Шум и голоса насторожили меня. Близко по бурьяну прошли мужчина и женщина. Сели где-то. Мужчина невнятно бубнил. Женщина смеялась. Потом крикнула: «Чо ты, самошедчий! Чо ты…» Потом долго невнятно стонала.

Я сидел, пока они не ушли, и сам ушел усталый, удивленный, подавленный, перегруженный мыслями, ощущениями этого июльского дня.

Нельзя сказать, чтобы я исправился. Я не мог исправиться потому, что мечта о костюме и ботинках «Батя» не давала мне жить спокойно. Я только стал предельно осторожен, пуглив, как стреляный волчонок. Билеты сильно не высовывал — держал в кулаке, изучил, с какого места удобнее всего сматываться, быстро стал психологом, угадывающими милицию по выражению лица, походке и взгляду. Я стремился сбывать билеты тем, кто не мог оказаться милиционером: девушкам, старухам и парням. Иногда мне даже казалось, что я делаю благое дело. Ну как, скажите, вот такая седая бабуся в допотопной шляпенции достанет себе билет? Или эта девушка, каких в романах называют «хрупкими»? Ее же придавят в свалке. «Заработав» несколько рублей, шел в коммерческий универмаг, присматривался к витринам, глазел на счастливчиков, которые примеряли прекрасную обувь, отсчитывали бумажки у касс. До костюма было еще слишком далеко, не говоря уже о ботинках.

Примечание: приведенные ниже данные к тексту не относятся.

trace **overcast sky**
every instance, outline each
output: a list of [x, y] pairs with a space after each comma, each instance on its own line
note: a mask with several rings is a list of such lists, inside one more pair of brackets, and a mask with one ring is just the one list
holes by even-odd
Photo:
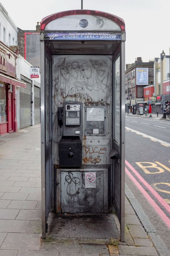
[[[0, 0], [16, 26], [34, 30], [37, 21], [53, 13], [81, 9], [81, 0]], [[169, 55], [170, 0], [84, 0], [83, 9], [108, 12], [124, 20], [126, 63]]]

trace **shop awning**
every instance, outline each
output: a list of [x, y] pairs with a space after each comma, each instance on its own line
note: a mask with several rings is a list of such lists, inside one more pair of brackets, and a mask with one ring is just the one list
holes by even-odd
[[16, 85], [16, 86], [18, 86], [20, 87], [23, 88], [26, 88], [27, 87], [26, 83], [21, 82], [19, 80], [17, 80], [15, 78], [12, 78], [10, 76], [8, 76], [2, 74], [0, 74], [0, 81]]

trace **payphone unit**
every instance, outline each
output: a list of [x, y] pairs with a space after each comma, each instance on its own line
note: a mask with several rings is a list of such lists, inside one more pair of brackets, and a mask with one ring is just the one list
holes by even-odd
[[63, 103], [63, 136], [80, 136], [82, 132], [82, 103]]
[[[66, 102], [58, 109], [58, 125], [63, 124], [62, 139], [58, 143], [59, 166], [79, 166], [81, 165], [83, 135], [82, 103]], [[61, 113], [63, 111], [63, 121]]]

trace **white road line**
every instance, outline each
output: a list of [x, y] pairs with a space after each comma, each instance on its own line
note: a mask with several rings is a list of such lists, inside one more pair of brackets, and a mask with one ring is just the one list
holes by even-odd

Был, конечно, и еще один путь… Не раз видел, как в базарной толчее на вокзале и в давке за билетами режут карманы, потрошат «гомонки» у зазевавшихся. Особенно страдали от жуликов простодушные деревенские женщины, приезжавшие в город с молоком и варенцом, и, наверное, эта напасть в конце концов научила баб начисто отвергать карманы, а прятать деньги в самых укромных местах — в лифчиках и под подолом, за резинками штанов. Но и воры специализировались тоже. Я видел, как жулики наваливаются «кодлой», создают вокруг намеченного «карася» невероятную толкучку, как с талантом фокусника простофиле-продавцу всучивают бумажную «куклу» вместо настоящих денег, видел, как два жулика, взяв у покупателя по сапогу, дают тягу — «вострят лапти», тут их не догнать никакой милиции, никаким сыщикам, потому что сыщик не знает всех дворов, ходов-перелазов, а вор знает, у него все рассчитано… Однако я не решался на подобное, наверно, очень уж прочно была вложена в меня бабушкой заповедь: «Не укради», а может быть, не оказалось в моем генетическом коде какой-нибудь там Х-У-соответствующей хромосомы… Хромосомы не хромосомы, а вот был у нас в школе, в той, где я сперва учился, мальчик — Витя Проскуряков. Отец у Вити какой-то замзав, мать — артистка, в школу Витю водили бабушки, а Витя воровал все, что ему попадало под руки: карандаши, ручки, пеналы, учительницыны очки, два раза его поймали в раздевалке — шарил по карманам…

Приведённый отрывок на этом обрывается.